How do Crumm and Osnes do in their Broadway debuts? Not bad at all. As Danny and Sandy, the teen summer-lovebirds each vying for acceptance by the cool crowd at Rydell High, they lack a certain amount of big-stage charisma. Crumm has the winsome, quizzical look of a class clown who gets the girl only by accident, not the heartthrob played by John Travolta in the 1978 film. And Osnes's lovely, sculptured singing voice does struggle at times to get heard over the small but well-miked house band. But they perform all the dance moves required, don't have any trouble with the lines, and (unlike some others in the cast) actually are convincing as high school students. You could do a lot worse.

And you can't do much better than Kathleen Marshall, the choreographer and director who has proved to be without peer in taking faded old musicals (Wonderful Town, Pajama Game) and giving them a fresh modern shine. Here she keeps everything sprightly and speedy without overwhelming her young stars.
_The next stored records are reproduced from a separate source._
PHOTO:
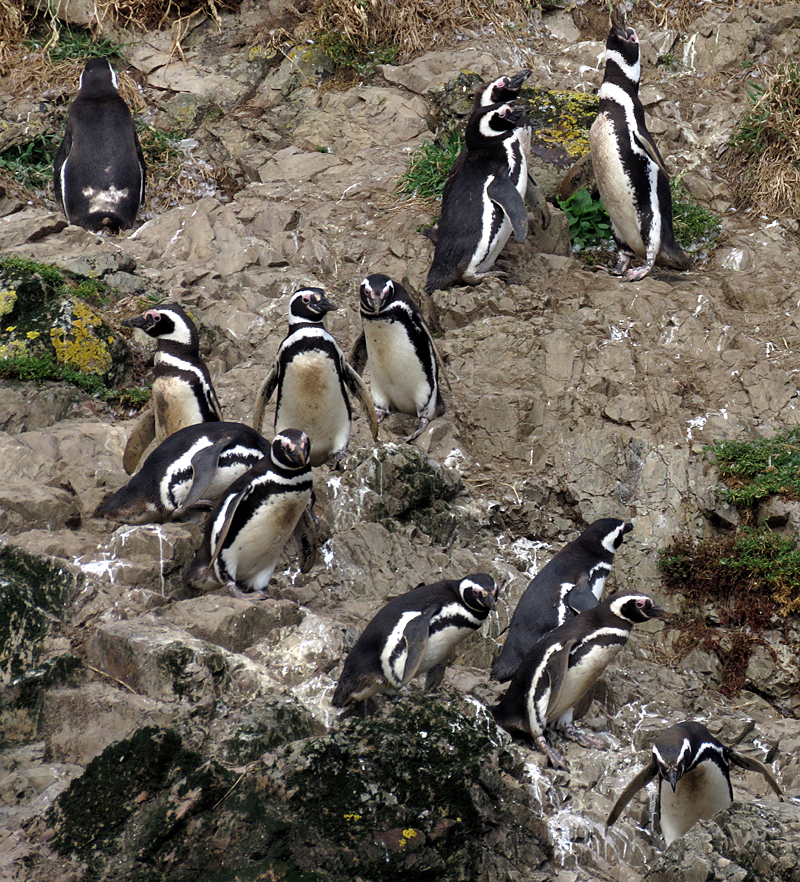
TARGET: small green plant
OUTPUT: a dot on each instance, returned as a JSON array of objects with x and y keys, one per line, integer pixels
[
  {"x": 429, "y": 167},
  {"x": 589, "y": 224},
  {"x": 754, "y": 470}
]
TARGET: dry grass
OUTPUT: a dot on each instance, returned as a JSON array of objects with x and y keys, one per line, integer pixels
[{"x": 764, "y": 155}]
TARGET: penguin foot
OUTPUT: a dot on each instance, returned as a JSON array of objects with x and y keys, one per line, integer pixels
[
  {"x": 582, "y": 738},
  {"x": 557, "y": 761}
]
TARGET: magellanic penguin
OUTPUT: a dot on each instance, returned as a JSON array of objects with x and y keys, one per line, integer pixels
[
  {"x": 414, "y": 634},
  {"x": 189, "y": 470},
  {"x": 483, "y": 199},
  {"x": 552, "y": 683},
  {"x": 312, "y": 377},
  {"x": 99, "y": 169},
  {"x": 630, "y": 173},
  {"x": 693, "y": 770},
  {"x": 570, "y": 583},
  {"x": 403, "y": 361},
  {"x": 183, "y": 393},
  {"x": 246, "y": 531}
]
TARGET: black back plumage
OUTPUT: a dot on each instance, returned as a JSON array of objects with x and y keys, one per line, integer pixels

The dance numbers go for group precision over virtuoso acrobatics. Derek McLane's sets are bright and witty, from the stacks of school lockers or cars at a drive-in movie, to the neon ice cream cone that opens to reveal the hunky Teen Angel in the terrific "Beauty School Dropout" number. Marshall has beefed up the original score with the excellent songs written for the 1978 film (including "Hopelessly Devoted to You" and "You're the One That I Want"). Best of all, she doesn't poke us in the ribs to make sure we're getting the parody of '50s clothes, styles and attitudes, or push for more social significance than the fragile little spoof can bear — the way, for instance, Hairspray and Legally Blonde do just down the street.
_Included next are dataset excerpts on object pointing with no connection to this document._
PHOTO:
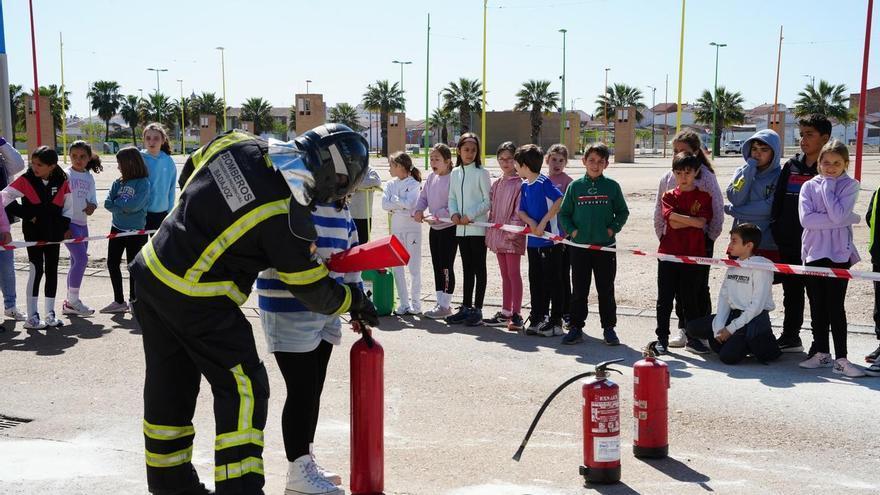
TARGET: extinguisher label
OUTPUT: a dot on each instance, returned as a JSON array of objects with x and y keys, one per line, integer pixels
[{"x": 606, "y": 449}]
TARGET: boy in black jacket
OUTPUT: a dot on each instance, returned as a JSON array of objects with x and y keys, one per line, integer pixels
[{"x": 786, "y": 226}]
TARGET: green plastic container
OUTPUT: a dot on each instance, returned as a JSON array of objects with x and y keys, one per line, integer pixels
[{"x": 379, "y": 287}]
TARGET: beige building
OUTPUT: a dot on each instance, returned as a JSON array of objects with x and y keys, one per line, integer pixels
[{"x": 517, "y": 127}]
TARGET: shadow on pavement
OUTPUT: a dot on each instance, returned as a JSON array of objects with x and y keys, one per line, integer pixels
[
  {"x": 781, "y": 373},
  {"x": 679, "y": 471}
]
Indeed, this Grease holds up a lot better than I would have imagined. I saw the original production in the '70s, and back then it seemed a pretty lame attempt to cash in on the still relatively new vogue for '50s nostalgia. Today, after a hundred clunkier send-ups of the period (we're twice as many years removed from Grease, which opened on Broadway in 1972, as the original show was from the doo-wop era it poked fun at), the show has the purity of an archetype, and even a few serious points to make about the adolescent pressure to conform, the glamour of the outcast, and the conflict between authenticity and "cool." Even the old Jim Jacobs-Warren Casey songs have more wit and resonance than I recall — like the simple girl-boy counterpoint in "Summer Love":

Tell me more, tell me more,
Was it love at first sight?
Tell me more, tell me more,
Did she put up a fight?

You try coming up with a neater distillation of how girls and guys at a certain age view the opposite sex, all in words of one syllable. You try building a Broadway show around two amateur stars and coming up with something as effortlessly enjoyable as this.